Phoebe shook her head. “No, never
have.”
“And you’re not actually a
pilot, either, are you?”
Phoebe once again shook her head.
Both she and Sid were smiling.
“I didn’t think so,” Sid said.
“Sorry, what?” Chris asked, not
understanding.
Phoebe grinned. “I’m telling the
ship what to do. That’s a Valkyrie, a medium-class WEAPCO
starfighter. Most of them have been retired, since the navy don’t
have much use for a pilot, given that they’re driven by AIs. I
managed to convince some of the drones searching for me to lead me to
the ship, and then I took control of it. At that point, I decided to
experiment with my gift and see what I could do. I felt something
snap
as I pushed my will onto it, and then it never recovered.
The fighter is mine, it will always do whatever I want.”
“So, it’s basically a zombie
machine that you’re ordering around?”
“Essentially.”
Chris nodded, mulling a few things
over.
“Chris, don’t even think about
getting her to do that to Athena!” Sid said.
“Chris!” Phoebe said, looking at
him, horrified. “How could you? She’s alive! I felt her when we
talked!”
Chris threw up his hands. Not this
again
. “Whatever you say. Anyway, look – you said that you
can only exercise control over these things if you concentrate on it.
What about the fighters outside and the ones in the bays? Should we
be bothered by them?”
“They’re under the control of
the
Dodger
at the moment,” Sid said. “Which is under the
control of Athena. It’s possible that they could be overridden at
some point, though, so we need to be careful. WEAPCO could
theoretically cut in between the freighter and Athena, and take back
both of them at once. Or worse – they could tell them to
self-destruct.”
“We’ll have to watch out for
that, then,” Chris said. He looked back at Phoebe. “So, this is
something you’ve always been able to do?”

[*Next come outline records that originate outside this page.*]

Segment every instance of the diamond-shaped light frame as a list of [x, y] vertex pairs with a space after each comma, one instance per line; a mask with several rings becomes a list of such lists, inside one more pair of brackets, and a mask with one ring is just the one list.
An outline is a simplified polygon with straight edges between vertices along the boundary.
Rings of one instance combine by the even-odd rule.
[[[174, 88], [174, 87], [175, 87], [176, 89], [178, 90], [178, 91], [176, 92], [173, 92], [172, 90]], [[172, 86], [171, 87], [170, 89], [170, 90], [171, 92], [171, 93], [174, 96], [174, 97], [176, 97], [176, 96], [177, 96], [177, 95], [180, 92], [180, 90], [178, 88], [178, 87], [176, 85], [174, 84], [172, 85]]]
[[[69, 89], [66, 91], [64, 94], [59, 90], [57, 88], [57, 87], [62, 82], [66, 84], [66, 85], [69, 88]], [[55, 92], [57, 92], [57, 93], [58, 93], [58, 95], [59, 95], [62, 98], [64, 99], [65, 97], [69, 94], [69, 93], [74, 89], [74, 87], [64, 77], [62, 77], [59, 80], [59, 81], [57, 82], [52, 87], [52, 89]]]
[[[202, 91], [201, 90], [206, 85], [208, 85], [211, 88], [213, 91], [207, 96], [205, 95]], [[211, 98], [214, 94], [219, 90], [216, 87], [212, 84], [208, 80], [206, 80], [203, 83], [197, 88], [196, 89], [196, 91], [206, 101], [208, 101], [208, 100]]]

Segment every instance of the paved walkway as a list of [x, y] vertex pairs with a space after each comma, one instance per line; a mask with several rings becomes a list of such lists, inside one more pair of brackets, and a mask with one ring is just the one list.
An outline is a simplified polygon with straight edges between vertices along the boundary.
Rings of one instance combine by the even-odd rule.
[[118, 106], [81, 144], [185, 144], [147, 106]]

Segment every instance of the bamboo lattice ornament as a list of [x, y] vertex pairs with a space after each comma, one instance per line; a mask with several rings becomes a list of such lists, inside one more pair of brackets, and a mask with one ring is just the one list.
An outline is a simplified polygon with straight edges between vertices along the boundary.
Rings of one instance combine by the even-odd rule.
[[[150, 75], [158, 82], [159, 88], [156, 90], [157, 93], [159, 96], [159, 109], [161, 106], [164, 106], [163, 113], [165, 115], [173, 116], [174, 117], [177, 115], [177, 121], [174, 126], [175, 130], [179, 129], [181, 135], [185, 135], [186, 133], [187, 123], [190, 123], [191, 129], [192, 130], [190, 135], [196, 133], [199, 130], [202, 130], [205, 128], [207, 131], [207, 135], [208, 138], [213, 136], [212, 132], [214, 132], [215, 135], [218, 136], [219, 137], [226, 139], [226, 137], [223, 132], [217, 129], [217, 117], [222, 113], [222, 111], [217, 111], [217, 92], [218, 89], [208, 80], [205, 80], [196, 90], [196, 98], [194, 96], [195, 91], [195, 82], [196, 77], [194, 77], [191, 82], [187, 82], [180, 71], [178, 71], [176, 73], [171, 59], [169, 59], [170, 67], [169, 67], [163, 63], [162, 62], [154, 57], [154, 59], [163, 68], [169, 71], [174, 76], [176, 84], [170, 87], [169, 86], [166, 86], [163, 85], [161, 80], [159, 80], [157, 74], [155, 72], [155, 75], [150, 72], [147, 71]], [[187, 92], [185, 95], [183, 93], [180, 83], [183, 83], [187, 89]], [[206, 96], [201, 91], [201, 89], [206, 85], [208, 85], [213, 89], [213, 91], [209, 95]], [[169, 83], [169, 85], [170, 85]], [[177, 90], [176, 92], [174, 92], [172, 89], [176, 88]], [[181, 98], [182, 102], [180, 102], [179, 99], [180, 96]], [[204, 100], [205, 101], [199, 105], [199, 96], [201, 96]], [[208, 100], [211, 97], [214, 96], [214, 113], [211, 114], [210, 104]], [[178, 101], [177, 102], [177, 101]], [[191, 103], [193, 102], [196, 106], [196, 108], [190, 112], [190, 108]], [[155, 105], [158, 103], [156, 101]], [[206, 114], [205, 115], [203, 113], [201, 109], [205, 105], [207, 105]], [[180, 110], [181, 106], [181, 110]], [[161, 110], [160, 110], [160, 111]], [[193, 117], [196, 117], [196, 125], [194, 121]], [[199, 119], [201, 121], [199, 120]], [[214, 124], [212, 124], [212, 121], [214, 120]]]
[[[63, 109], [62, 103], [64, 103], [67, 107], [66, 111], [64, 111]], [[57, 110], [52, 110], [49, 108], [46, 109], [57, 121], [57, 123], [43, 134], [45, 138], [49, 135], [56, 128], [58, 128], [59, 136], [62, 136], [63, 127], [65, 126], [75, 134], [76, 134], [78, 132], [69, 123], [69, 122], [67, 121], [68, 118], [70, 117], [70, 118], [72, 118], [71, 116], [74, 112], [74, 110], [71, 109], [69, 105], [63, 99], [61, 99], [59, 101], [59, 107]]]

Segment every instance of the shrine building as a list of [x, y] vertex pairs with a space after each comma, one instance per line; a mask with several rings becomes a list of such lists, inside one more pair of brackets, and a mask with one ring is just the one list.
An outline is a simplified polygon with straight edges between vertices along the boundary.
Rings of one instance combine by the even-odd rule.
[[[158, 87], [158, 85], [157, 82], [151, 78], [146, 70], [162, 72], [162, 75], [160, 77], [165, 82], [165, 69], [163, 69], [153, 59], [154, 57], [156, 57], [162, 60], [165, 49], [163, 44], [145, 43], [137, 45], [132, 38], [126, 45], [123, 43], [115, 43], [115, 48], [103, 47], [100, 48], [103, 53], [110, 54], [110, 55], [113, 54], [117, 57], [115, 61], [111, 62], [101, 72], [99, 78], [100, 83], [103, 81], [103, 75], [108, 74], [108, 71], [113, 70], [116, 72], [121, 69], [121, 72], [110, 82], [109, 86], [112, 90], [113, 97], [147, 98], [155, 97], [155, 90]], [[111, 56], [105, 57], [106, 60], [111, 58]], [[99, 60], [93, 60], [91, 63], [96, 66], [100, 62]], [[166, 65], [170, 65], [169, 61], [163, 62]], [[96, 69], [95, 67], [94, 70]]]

“Always, from what I understand,”
Phoebe nodded.
“You weren’t part of some secret
experiment when you were little or something? Your parents didn’t
do anything to you at all?”
“Not that I’m aware of,”
Phoebe said, putting down her cup, standing and starting to pace.
“But I never knew my parents; I’m an orphan. I guess it’s
possible that something might have happened to me before I was put
into care. Who knows, maybe my parents were mad scientists.”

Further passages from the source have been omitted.